There are no files to copy over except py.exe and renaming it python.exe. Then with the appropriate environment variables set it would operate like a normal python running in a virtual environment, all without copying over stuff like the stdlib.

brylie · January 31, 2020, 12:40pm

Any plans to support PEP-518/pyproject.toml?

bernatgabor · January 31, 2020, 1:09pm

Can you please qualify what type of support are you expecting here?

brylie · January 31, 2020, 1:24pm

Sorry. I was confused on the context. I was thinking of Pipenv not virtualenv. My, admittedly off-topic, idea was for Pipenv to converge on supporting pyproject.toml (as does Poetry). I suppose that virtualenv is agnostic of how project dependencies are defined?

bernatgabor · January 31, 2020, 3:19pm

Yes; it’s not related.

steve.dower · February 1, 2020, 12:48am

The main overhead is that our copyfile implementations are terribly inefficient. I think sendfile is now optimal, but if we try and replicate that to copyfile it’ll break people who care about POSIX semantics (like attributes, metadata, etc.) and not just getting the file into the right place.

The fewer file open/closes, the better. Even better if we just use the OS CopyFile API (or one of the batch copy APIs, when I get my module that exposes them written).
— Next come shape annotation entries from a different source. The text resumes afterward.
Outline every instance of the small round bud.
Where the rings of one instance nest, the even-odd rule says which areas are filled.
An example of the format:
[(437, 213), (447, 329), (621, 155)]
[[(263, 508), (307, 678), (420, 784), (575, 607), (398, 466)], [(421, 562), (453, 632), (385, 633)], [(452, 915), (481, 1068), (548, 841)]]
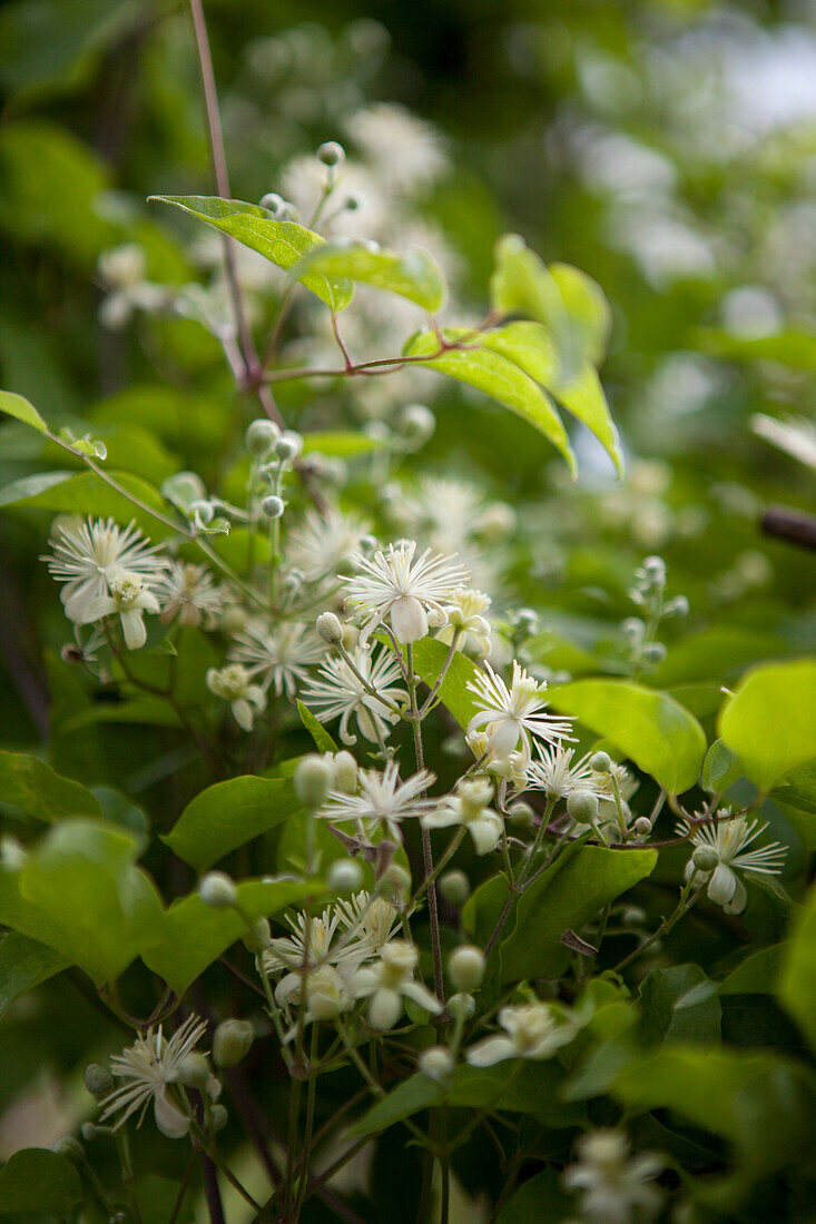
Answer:
[(456, 947), (447, 958), (447, 976), (457, 990), (470, 994), (478, 990), (484, 977), (484, 953), (474, 944)]
[(334, 770), (331, 761), (325, 756), (311, 754), (298, 761), (294, 772), (295, 794), (304, 804), (314, 812), (321, 805), (332, 788)]
[(67, 1157), (69, 1160), (85, 1159), (85, 1148), (72, 1135), (64, 1135), (56, 1143), (51, 1143), (51, 1152), (55, 1152), (56, 1155)]
[(437, 1083), (447, 1080), (453, 1073), (453, 1055), (444, 1045), (431, 1045), (419, 1055), (419, 1070)]
[(249, 1020), (225, 1020), (212, 1039), (212, 1060), (217, 1067), (234, 1067), (245, 1059), (255, 1040)]
[(532, 829), (535, 824), (535, 813), (529, 803), (524, 803), (523, 799), (517, 799), (507, 810), (510, 813), (510, 823), (516, 829)]
[(358, 892), (363, 887), (363, 868), (353, 858), (336, 859), (326, 873), (332, 892)]
[(445, 871), (439, 880), (439, 891), (452, 906), (463, 906), (470, 896), (470, 881), (464, 871)]
[(456, 994), (447, 1000), (448, 1013), (453, 1020), (473, 1020), (475, 1016), (475, 999), (473, 995)]
[(260, 458), (270, 453), (279, 437), (281, 430), (274, 421), (267, 421), (265, 417), (261, 417), (246, 427), (244, 442), (249, 453)]
[(592, 791), (573, 791), (567, 797), (567, 812), (578, 825), (591, 825), (598, 819), (598, 796)]
[(343, 794), (357, 791), (357, 761), (346, 749), (334, 755), (334, 786)]
[(108, 1093), (114, 1091), (115, 1082), (108, 1067), (103, 1067), (100, 1062), (88, 1062), (87, 1067), (82, 1073), (85, 1086), (92, 1097), (100, 1100), (107, 1097)]
[(317, 160), (322, 162), (323, 165), (338, 166), (346, 160), (346, 149), (337, 141), (326, 141), (321, 144), (316, 153)]
[(238, 889), (225, 871), (208, 871), (198, 880), (198, 896), (211, 909), (230, 909), (238, 901)]
[(282, 519), (287, 503), (277, 493), (270, 493), (261, 502), (261, 513), (267, 519)]
[(719, 854), (713, 846), (697, 846), (691, 862), (698, 871), (713, 871), (719, 864)]
[(343, 624), (333, 612), (321, 612), (317, 617), (317, 633), (330, 646), (339, 646), (343, 640)]
[(212, 1078), (210, 1064), (203, 1054), (187, 1054), (175, 1067), (174, 1078), (185, 1088), (197, 1088), (203, 1092)]

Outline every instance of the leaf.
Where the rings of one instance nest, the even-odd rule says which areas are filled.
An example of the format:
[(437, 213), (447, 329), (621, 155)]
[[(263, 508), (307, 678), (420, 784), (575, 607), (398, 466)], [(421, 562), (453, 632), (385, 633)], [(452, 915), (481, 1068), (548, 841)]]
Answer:
[[(297, 222), (278, 222), (260, 204), (222, 200), (221, 196), (151, 196), (149, 200), (174, 204), (183, 212), (207, 222), (222, 234), (229, 234), (230, 237), (257, 251), (287, 272), (297, 268), (304, 256), (315, 247), (323, 245), (320, 234), (298, 225)], [(327, 278), (320, 272), (309, 271), (303, 274), (294, 272), (294, 275), (336, 312), (344, 310), (353, 297), (353, 285), (342, 278)]]
[(816, 659), (755, 667), (723, 706), (718, 731), (767, 793), (814, 758)]
[(89, 791), (27, 753), (0, 752), (0, 803), (49, 824), (65, 816), (102, 815), (99, 800)]
[(315, 747), (319, 753), (338, 752), (337, 744), (334, 743), (330, 733), (326, 731), (322, 722), (320, 722), (314, 716), (309, 706), (304, 705), (303, 701), (298, 701), (298, 714), (300, 715), (300, 721), (303, 722), (304, 727), (306, 728), (311, 738), (315, 741)]
[(0, 1018), (21, 995), (67, 968), (70, 961), (53, 947), (16, 931), (0, 941)]
[[(571, 849), (571, 848), (570, 848)], [(580, 846), (524, 889), (501, 945), (501, 980), (556, 978), (570, 963), (565, 930), (580, 930), (605, 905), (654, 870), (657, 851)], [(564, 860), (564, 864), (562, 864)]]
[(553, 689), (550, 704), (609, 739), (669, 794), (696, 785), (706, 736), (668, 693), (630, 681), (576, 681)]
[(300, 807), (288, 778), (234, 777), (197, 794), (162, 841), (190, 867), (206, 871)]
[(816, 1050), (816, 887), (811, 887), (788, 944), (778, 994)]
[[(238, 905), (252, 922), (270, 917), (290, 905), (301, 905), (322, 896), (321, 881), (243, 880), (238, 885)], [(157, 938), (142, 952), (149, 969), (183, 995), (190, 983), (203, 973), (235, 940), (246, 931), (246, 923), (235, 909), (212, 909), (191, 892), (159, 916)]]
[(67, 1157), (22, 1148), (0, 1169), (0, 1211), (65, 1217), (82, 1198), (82, 1182)]
[(375, 289), (386, 289), (408, 297), (435, 315), (445, 305), (445, 280), (439, 264), (421, 247), (375, 251), (364, 242), (326, 242), (295, 264), (294, 275), (321, 273), (330, 280), (361, 280)]
[[(445, 337), (456, 340), (463, 335), (474, 335), (466, 328), (447, 328)], [(480, 338), (477, 337), (480, 343)], [(474, 341), (475, 343), (475, 341)], [(436, 355), (439, 354), (439, 355)], [(423, 367), (439, 370), (440, 373), (459, 382), (477, 387), (499, 404), (535, 426), (566, 459), (570, 471), (577, 475), (577, 464), (570, 438), (555, 404), (546, 392), (526, 375), (513, 361), (489, 348), (447, 349), (439, 353), (439, 338), (434, 332), (421, 332), (414, 335), (406, 346), (404, 355), (409, 357), (428, 357)]]
[(6, 416), (15, 416), (23, 425), (31, 425), (40, 433), (48, 433), (48, 426), (33, 404), (29, 404), (23, 395), (16, 395), (10, 390), (0, 390), (0, 412)]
eryksun · February 1, 2020, 7:18pm

This depends on the policy of your organization’s IT department regarding granting SeCreateSymbolicLinkPrivilege directly to users and groups. A user does not have to be an elevated administrator to use symlinks, and developer mode does not have to be enabled either. By design, when LSA logs a user on for an interactive session, if the user is an administrator and UAC is enabled, it creates a split token pair. Of the two, it returns the limited-user token at medium integrity level, with administrator privileges stripped out. This token has a linked administrator token at high integrity level, with full admin privileges, which is accessible by system processes that have SeTcbPrivilege (e.g. the system process that hosts the AppInfo services that handles UAC elevation requests). In this case, if the user has the symlink creation privilege by way of the Administrators group, then it gets stripped out of the limited token. On other hand, if a user (admin or standard, doesn’t matter) has the symlink creation privilege directly assigned to them, or to one of their other groups, then it will not be stripped out of the limited-user access token. In this case, the user can create symlinks without elevating to the linked administrator token and without enabling developer mode.
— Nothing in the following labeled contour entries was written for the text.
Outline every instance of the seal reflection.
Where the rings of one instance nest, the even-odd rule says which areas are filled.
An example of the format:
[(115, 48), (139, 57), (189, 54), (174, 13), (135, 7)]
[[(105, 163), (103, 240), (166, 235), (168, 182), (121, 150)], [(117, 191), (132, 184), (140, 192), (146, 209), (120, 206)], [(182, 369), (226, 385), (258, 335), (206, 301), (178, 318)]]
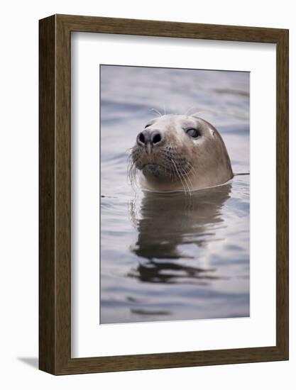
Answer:
[[(218, 279), (215, 269), (201, 267), (198, 260), (201, 252), (204, 254), (211, 243), (218, 240), (216, 229), (224, 223), (221, 210), (231, 190), (231, 184), (227, 184), (190, 196), (146, 192), (140, 216), (131, 208), (138, 231), (131, 250), (144, 261), (128, 276), (143, 282), (163, 284), (200, 284)], [(194, 255), (185, 255), (184, 245), (192, 244), (196, 245)], [(192, 264), (188, 265), (188, 260)]]

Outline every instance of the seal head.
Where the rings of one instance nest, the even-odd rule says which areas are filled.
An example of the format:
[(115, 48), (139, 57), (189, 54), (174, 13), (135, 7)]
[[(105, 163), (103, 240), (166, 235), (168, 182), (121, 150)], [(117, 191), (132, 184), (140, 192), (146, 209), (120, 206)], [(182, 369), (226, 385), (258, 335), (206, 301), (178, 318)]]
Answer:
[(131, 169), (143, 189), (190, 191), (222, 184), (234, 176), (217, 130), (201, 118), (164, 115), (149, 121), (131, 152)]

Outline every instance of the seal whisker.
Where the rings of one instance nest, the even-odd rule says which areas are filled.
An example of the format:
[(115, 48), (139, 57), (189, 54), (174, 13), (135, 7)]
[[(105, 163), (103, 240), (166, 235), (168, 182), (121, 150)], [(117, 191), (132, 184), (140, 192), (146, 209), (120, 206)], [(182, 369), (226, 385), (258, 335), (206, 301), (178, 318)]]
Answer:
[(179, 171), (178, 171), (178, 169), (177, 169), (177, 168), (176, 163), (175, 162), (175, 161), (174, 161), (172, 158), (171, 158), (170, 160), (171, 160), (172, 164), (173, 164), (174, 166), (175, 166), (175, 170), (176, 170), (176, 173), (177, 173), (177, 174), (178, 175), (179, 179), (180, 179), (180, 181), (181, 181), (181, 183), (182, 183), (182, 186), (183, 186), (184, 191), (185, 191), (185, 194), (187, 194), (187, 191), (186, 191), (185, 186), (184, 185), (183, 180), (182, 179), (181, 175), (180, 174), (180, 172), (179, 172)]
[(152, 113), (154, 112), (154, 113), (156, 113), (159, 117), (163, 116), (161, 115), (161, 113), (159, 112), (159, 111), (157, 110), (156, 108), (150, 108), (150, 111)]

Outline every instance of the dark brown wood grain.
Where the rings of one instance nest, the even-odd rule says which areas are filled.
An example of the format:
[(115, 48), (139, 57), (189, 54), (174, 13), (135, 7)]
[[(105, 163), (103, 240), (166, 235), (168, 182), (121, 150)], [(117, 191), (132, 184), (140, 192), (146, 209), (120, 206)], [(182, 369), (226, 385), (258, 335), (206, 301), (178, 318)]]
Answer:
[[(54, 374), (288, 359), (288, 31), (55, 15), (40, 21), (39, 367)], [(71, 32), (271, 43), (277, 45), (276, 345), (71, 358)], [(264, 248), (262, 250), (264, 253)], [(111, 340), (110, 340), (111, 342)]]

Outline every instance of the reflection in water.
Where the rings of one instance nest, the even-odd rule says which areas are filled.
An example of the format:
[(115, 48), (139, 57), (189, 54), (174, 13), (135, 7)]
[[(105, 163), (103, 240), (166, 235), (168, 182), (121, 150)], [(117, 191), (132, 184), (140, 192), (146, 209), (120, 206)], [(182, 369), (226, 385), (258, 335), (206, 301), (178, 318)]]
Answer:
[[(148, 261), (140, 263), (128, 274), (141, 282), (153, 283), (201, 283), (216, 279), (216, 269), (183, 265), (178, 259), (185, 256), (180, 245), (194, 244), (207, 247), (216, 238), (215, 226), (223, 222), (221, 208), (229, 198), (231, 185), (192, 193), (156, 194), (146, 192), (142, 199), (140, 214), (131, 207), (132, 219), (138, 230), (132, 252)], [(165, 259), (166, 261), (164, 261)]]

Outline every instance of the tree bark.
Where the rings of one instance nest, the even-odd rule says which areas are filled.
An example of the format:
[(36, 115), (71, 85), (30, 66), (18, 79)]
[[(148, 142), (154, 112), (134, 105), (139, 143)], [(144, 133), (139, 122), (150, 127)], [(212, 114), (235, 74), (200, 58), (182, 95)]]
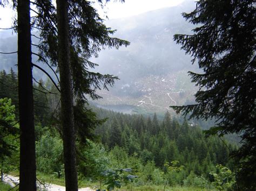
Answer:
[(19, 190), (36, 190), (30, 2), (18, 0)]
[(61, 123), (63, 135), (63, 151), (66, 190), (77, 190), (72, 77), (70, 56), (69, 18), (67, 0), (57, 0), (57, 23), (58, 37)]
eryksun · February 1, 2020, 8:02pm

The --symlinks option works and creates a functional environment when using a python.org installation, assuming the user is allowed to create symlinks. But it does not work and fails ungracefully with the store app distribution. It would be nice to fail more gracefully in the app context, with a message that symlinks aren’t supported.
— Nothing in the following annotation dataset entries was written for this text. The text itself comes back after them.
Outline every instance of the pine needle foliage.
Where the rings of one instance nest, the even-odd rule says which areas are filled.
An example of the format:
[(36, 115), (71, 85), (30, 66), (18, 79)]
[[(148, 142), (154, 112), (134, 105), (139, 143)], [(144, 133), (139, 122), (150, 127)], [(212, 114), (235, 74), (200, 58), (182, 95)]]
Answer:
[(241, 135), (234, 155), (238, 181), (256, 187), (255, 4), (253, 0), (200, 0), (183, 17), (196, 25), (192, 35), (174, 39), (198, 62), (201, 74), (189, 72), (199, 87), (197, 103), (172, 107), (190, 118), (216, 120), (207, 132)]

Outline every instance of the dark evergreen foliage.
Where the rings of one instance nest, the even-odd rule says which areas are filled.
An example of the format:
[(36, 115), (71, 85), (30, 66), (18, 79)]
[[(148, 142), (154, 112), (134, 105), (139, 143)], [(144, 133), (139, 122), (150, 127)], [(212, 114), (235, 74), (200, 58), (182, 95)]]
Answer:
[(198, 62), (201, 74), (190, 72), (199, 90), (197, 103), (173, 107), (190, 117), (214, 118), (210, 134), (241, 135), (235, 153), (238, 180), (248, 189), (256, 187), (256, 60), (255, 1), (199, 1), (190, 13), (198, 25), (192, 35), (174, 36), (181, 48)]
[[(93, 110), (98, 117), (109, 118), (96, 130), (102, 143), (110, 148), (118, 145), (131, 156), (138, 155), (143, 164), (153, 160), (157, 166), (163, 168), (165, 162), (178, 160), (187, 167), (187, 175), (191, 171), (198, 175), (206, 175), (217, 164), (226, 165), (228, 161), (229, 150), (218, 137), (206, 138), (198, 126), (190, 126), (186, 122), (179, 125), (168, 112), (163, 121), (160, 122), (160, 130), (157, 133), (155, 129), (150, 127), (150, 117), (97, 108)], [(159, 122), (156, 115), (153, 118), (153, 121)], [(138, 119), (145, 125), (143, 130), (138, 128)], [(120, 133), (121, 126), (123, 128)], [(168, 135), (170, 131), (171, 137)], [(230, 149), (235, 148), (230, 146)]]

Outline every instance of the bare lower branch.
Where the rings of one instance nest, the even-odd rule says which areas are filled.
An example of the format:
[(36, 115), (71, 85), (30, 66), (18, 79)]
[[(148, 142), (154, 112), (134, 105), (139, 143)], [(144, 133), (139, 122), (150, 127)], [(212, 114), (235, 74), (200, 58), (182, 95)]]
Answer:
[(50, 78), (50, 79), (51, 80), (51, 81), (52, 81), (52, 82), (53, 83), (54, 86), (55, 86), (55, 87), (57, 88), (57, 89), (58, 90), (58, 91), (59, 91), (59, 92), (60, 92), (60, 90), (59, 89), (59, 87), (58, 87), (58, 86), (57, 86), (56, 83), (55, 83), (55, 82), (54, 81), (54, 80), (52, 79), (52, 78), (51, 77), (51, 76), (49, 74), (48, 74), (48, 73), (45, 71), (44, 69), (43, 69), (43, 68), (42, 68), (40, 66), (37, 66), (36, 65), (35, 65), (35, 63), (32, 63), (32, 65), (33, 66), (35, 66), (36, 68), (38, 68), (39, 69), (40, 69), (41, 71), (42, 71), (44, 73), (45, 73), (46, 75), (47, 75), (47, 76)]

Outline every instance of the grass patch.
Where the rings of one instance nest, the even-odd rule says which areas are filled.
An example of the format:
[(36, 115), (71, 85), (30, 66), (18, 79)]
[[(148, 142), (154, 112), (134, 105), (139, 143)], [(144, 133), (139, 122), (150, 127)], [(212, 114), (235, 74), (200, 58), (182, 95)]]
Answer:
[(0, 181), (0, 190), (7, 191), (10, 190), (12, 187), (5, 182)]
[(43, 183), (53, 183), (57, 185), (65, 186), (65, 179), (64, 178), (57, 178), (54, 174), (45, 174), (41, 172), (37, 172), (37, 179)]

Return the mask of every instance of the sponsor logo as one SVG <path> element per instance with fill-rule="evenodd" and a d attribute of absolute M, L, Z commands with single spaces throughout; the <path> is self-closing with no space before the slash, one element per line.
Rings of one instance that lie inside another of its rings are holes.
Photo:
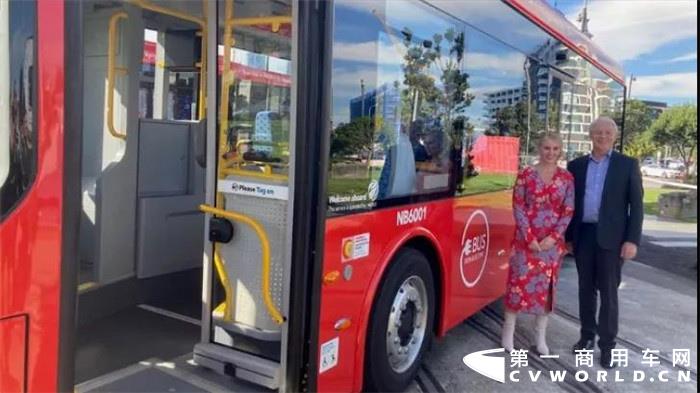
<path fill-rule="evenodd" d="M 367 186 L 367 197 L 370 201 L 374 202 L 377 200 L 379 195 L 379 183 L 376 180 L 372 180 Z"/>
<path fill-rule="evenodd" d="M 462 282 L 471 288 L 481 279 L 489 256 L 489 221 L 483 210 L 476 210 L 469 216 L 462 232 L 462 254 L 459 269 Z"/>
<path fill-rule="evenodd" d="M 462 358 L 462 362 L 478 372 L 500 383 L 506 382 L 506 358 L 504 356 L 487 356 L 494 353 L 504 353 L 503 348 L 487 349 L 484 351 L 472 352 Z"/>
<path fill-rule="evenodd" d="M 493 379 L 494 381 L 505 383 L 506 379 L 509 382 L 520 382 L 521 379 L 529 377 L 530 381 L 537 382 L 540 378 L 543 380 L 549 379 L 553 383 L 563 383 L 571 381 L 573 377 L 576 382 L 646 382 L 646 383 L 664 383 L 664 382 L 693 382 L 691 379 L 691 361 L 690 349 L 673 349 L 673 360 L 671 367 L 663 367 L 658 372 L 655 372 L 653 367 L 660 366 L 659 350 L 645 349 L 642 351 L 641 365 L 648 366 L 645 370 L 626 370 L 629 362 L 628 350 L 625 348 L 616 348 L 612 350 L 611 363 L 618 370 L 605 371 L 594 370 L 593 367 L 593 350 L 582 349 L 576 351 L 575 368 L 571 369 L 548 369 L 548 370 L 532 370 L 528 369 L 529 358 L 527 349 L 516 349 L 510 352 L 510 370 L 506 378 L 506 359 L 505 355 L 490 356 L 494 354 L 505 353 L 505 349 L 486 349 L 483 351 L 472 352 L 462 358 L 462 362 L 470 369 L 477 373 Z M 541 361 L 546 362 L 548 359 L 558 359 L 559 355 L 538 355 Z M 557 363 L 545 363 L 551 366 L 557 366 Z M 560 363 L 559 363 L 560 364 Z M 579 368 L 584 369 L 579 369 Z M 631 371 L 631 373 L 630 373 Z M 567 379 L 567 375 L 569 376 Z M 631 378 L 630 378 L 631 377 Z"/>
<path fill-rule="evenodd" d="M 414 224 L 425 220 L 428 216 L 428 207 L 421 206 L 413 209 L 400 210 L 396 212 L 396 225 Z"/>
<path fill-rule="evenodd" d="M 369 232 L 346 237 L 341 242 L 341 261 L 347 262 L 369 255 Z"/>

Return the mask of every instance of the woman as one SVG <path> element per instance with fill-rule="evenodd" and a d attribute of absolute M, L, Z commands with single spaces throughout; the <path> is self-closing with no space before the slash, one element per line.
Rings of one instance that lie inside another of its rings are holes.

steve.dower · February 1, 2020, 9:22pm

The symlinks option only saves copying about three files, so it’s basically irrelevant (though it does reduce startup overhead a little).

The real performance issue is installing pip. Once we can easily run pip from outside the environment and have it install into the environment, we can have sub-second venvs on all platforms.

bernatgabor · February 1, 2020, 9:43pm

This is what this rewrite does with the app-data seeder, and hence @pf_moore 0.8s creation on Windows, that’s just 100ms on POSIX.

eryksun · February 1, 2020, 9:43pm

I just wanted to clarify that symlinks are still supported in some cases, and to note the ungraceful failure when it’s used with the store app. It’s useful to me for testing bpo bugs to have an environment that doesn’t use the new launcher, i.e. one where sys.executable == sys._base_executable. Performance-wise it’s not all that useful, especially since the contents of the DLLs directory are no longer getting copied unnecessarily.